約束
約束、という響き、私は好きです。
重いと感じられる方もいらっしゃるかもしれませんが、
一種の契約のようなものは、人と人との信頼を深めるのではと思うのです。
まぁ、もちろんそれも、守られればの話ですが。
さて、大事な『約束』、みなさんにはありますか?
燐子は、ぐるりと円を描くように設えられた観客席を下から眺め、どうして人間は何かを観賞するのが好きなのだろうと不思議に思いながら、控え室のほうへと踵を返した。
控え室は観客席の真下を抉るように作られており、窓枠だけのような穴から直接試合場が見えるようになっていた。
燐子は、以前、父が連れて行ってくれた京の有名な庭園を思い出していた。
戦いには何の役にも立たないことだったからだろうか、今の今まで自分にそんな経験があったことを忘れてしまっていた。
侘び寂びが何だ、芸術が何だ、というのは到底自分には理解のしようのないことだった。
父が自分のためにしてくれたことの中で、お見合いの次に意味を感じられなかったのが、この芸術に関するものである。
まあ、お見合いに関しては、一度か二度相手を叩きのめしたら、父も二度と次の男を連れて来なくなった。

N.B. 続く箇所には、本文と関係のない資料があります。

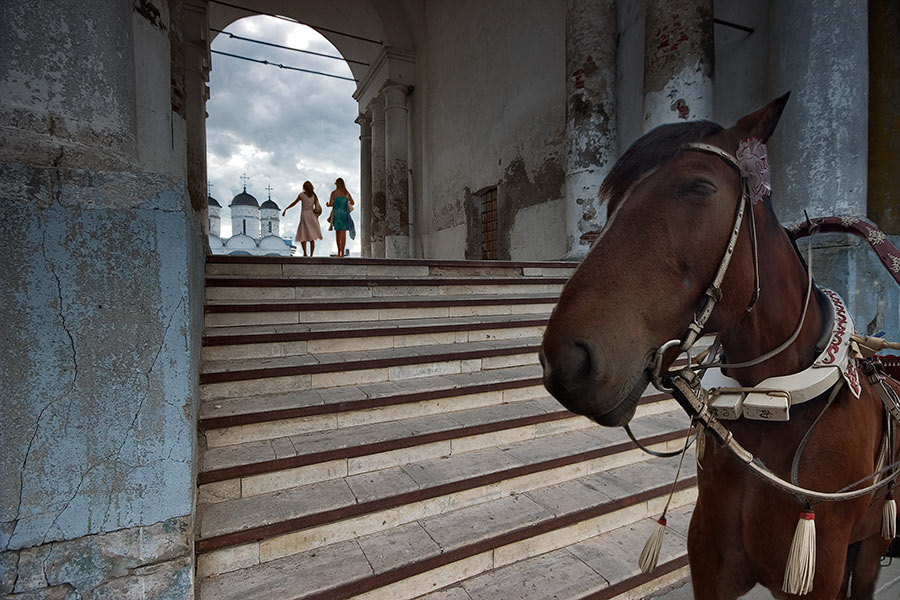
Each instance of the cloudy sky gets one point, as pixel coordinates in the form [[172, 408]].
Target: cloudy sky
[[278, 126]]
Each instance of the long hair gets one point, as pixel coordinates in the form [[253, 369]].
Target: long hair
[[308, 189]]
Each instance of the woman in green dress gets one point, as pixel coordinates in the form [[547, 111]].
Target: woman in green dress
[[342, 203]]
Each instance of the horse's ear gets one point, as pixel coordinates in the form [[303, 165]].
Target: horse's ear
[[761, 124]]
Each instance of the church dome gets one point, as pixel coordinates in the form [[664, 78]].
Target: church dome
[[244, 199]]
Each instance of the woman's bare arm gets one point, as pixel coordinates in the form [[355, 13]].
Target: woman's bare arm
[[291, 204]]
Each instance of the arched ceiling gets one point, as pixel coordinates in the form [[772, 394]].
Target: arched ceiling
[[384, 22]]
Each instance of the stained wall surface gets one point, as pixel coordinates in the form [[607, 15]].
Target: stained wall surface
[[100, 305], [494, 112]]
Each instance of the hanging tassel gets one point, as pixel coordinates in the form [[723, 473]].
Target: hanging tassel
[[650, 554], [889, 518], [701, 442], [801, 565]]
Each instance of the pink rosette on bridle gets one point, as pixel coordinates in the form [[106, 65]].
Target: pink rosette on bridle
[[754, 166]]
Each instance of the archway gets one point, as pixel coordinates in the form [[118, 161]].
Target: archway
[[270, 129]]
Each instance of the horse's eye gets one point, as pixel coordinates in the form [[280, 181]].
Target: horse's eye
[[695, 189]]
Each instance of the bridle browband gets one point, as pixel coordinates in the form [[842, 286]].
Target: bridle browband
[[713, 293], [686, 386]]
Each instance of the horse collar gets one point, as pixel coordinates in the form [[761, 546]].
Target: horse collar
[[772, 398]]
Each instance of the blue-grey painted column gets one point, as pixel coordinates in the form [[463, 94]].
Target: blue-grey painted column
[[678, 61], [365, 182], [591, 132], [378, 179], [101, 304], [396, 164], [818, 155]]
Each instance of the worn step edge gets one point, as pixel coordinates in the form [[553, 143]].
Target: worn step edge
[[259, 533], [523, 542], [206, 476], [259, 480], [414, 262], [665, 575], [428, 281], [345, 406], [269, 429], [317, 304], [347, 333], [359, 365], [303, 460]]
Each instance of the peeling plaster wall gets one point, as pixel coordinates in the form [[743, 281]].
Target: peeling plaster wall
[[494, 111], [101, 305], [819, 154]]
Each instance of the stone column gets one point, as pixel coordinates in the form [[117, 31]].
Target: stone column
[[102, 300], [396, 161], [365, 179], [884, 115], [678, 61], [591, 133], [196, 75], [376, 110]]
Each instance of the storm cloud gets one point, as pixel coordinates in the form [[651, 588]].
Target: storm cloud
[[278, 126]]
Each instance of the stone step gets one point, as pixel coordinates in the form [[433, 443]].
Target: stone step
[[292, 288], [376, 402], [268, 341], [271, 525], [228, 313], [257, 467], [234, 378], [427, 551], [331, 408], [230, 470], [355, 267], [599, 568]]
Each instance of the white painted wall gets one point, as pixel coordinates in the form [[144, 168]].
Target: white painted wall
[[494, 101]]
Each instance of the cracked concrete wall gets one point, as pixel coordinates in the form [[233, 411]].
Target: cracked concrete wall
[[494, 111], [101, 305], [819, 52]]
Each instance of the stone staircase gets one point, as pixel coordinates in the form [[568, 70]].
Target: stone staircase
[[378, 429]]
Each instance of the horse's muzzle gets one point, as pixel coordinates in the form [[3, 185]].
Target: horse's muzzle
[[575, 377]]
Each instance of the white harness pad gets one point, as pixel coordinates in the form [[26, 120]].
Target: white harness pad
[[772, 398]]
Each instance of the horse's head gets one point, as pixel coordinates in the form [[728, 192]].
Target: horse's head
[[671, 211]]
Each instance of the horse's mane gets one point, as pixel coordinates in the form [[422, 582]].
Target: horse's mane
[[650, 151]]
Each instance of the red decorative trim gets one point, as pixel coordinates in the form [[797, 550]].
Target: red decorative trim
[[887, 253], [840, 317]]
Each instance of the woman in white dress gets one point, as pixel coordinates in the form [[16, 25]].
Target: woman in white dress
[[310, 209]]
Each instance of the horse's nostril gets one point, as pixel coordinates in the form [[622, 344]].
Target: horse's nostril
[[581, 357], [567, 368]]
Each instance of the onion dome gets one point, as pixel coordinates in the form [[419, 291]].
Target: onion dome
[[244, 199]]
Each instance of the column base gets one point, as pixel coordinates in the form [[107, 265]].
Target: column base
[[396, 246]]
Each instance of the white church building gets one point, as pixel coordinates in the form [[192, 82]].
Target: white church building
[[255, 229]]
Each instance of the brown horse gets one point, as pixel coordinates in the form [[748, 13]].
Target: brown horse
[[672, 211]]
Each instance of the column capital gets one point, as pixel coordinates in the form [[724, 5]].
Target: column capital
[[395, 95]]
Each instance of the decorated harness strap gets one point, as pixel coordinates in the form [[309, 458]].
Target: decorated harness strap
[[772, 398], [887, 253]]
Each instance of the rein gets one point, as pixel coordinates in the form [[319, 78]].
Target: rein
[[685, 385]]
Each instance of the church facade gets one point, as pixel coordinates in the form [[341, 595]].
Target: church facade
[[522, 105], [255, 228]]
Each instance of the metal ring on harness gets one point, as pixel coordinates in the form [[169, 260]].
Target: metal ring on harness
[[656, 372]]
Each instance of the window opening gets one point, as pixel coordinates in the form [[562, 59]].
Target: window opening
[[489, 225]]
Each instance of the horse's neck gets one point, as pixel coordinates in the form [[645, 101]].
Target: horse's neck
[[783, 284]]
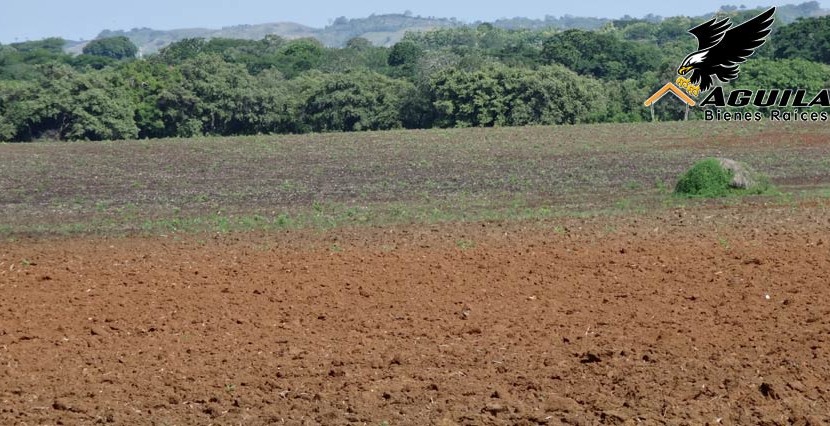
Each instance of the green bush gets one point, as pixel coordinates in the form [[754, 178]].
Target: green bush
[[705, 179]]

当然、理由もなくそのような目に遭わせたわけではない。
一度目は私の許可もなく、私に触れようとしたから太刀の峰で滅多打ちにした。
二度目は、私から剣と戦いを奪おうとしたから鞘で滅多打ちにした。
どちらにせよ、私に触れかけた腕を切り落とされることもなかったし、私の戦いを下らない男の真似事とほざいた口が、二度と利けぬようになったわけではなかったのだから、むしろ、寛大だと感謝してほしいものである。
王族たちが務めるセレモニーが終わってからは、早速、試合のトーナメント表がコロシアムの入り口に張り出されるらしかった。一応、公平を期して相手の抽選が行われるそうだが、本当のことかは分からない。少なくとも、同じ候補者の代表者同士が当たることはないそうだ。当然ではあるが。
そして今、その対戦表をローザが走って見に行っているというわけだ。
(それにしても…)
燐子は、そわそわしながら向かい側のベンチに腰掛けているミルフィを盗み見た。
今日もいつもの衣装である。つまり、ヘリオスが絶賛した太腿が、スカートの裾からはみ出ているということ。
竜王祭には当然あの男だっているのだから、もう少し警戒した服装をしておいてほしいものだ。
頭の中では、そうしてアレやコレやと理由を重ねていた燐子だったが、その視線の先には健康的な太腿が映っていた。
ふと視線を感じて、目線をミルフィの太腿から顔へと移動させる。すると、怒っているような、困っているような表情をしている彼女と目が合った。
てっきり、またいつものように罵声を浴びせられると思っていた燐子は、直後にミルフィが零した言葉に胸をドキリと脈打たせることとなる。
「もう、あんまりジロジロ見ないでよ…」頬を赤らめて視線を逸らすミルフィ。「え、あ、ああ、すまん」
叱責を身構えて待っていた燐子は、その軽い注意にいっそう体を硬くした。
ジロジロではないなら見ても良いのだろうか、とか、拍子抜けする態度だが、大人しい彼女も悪くはない、とか…、そういうことを考える。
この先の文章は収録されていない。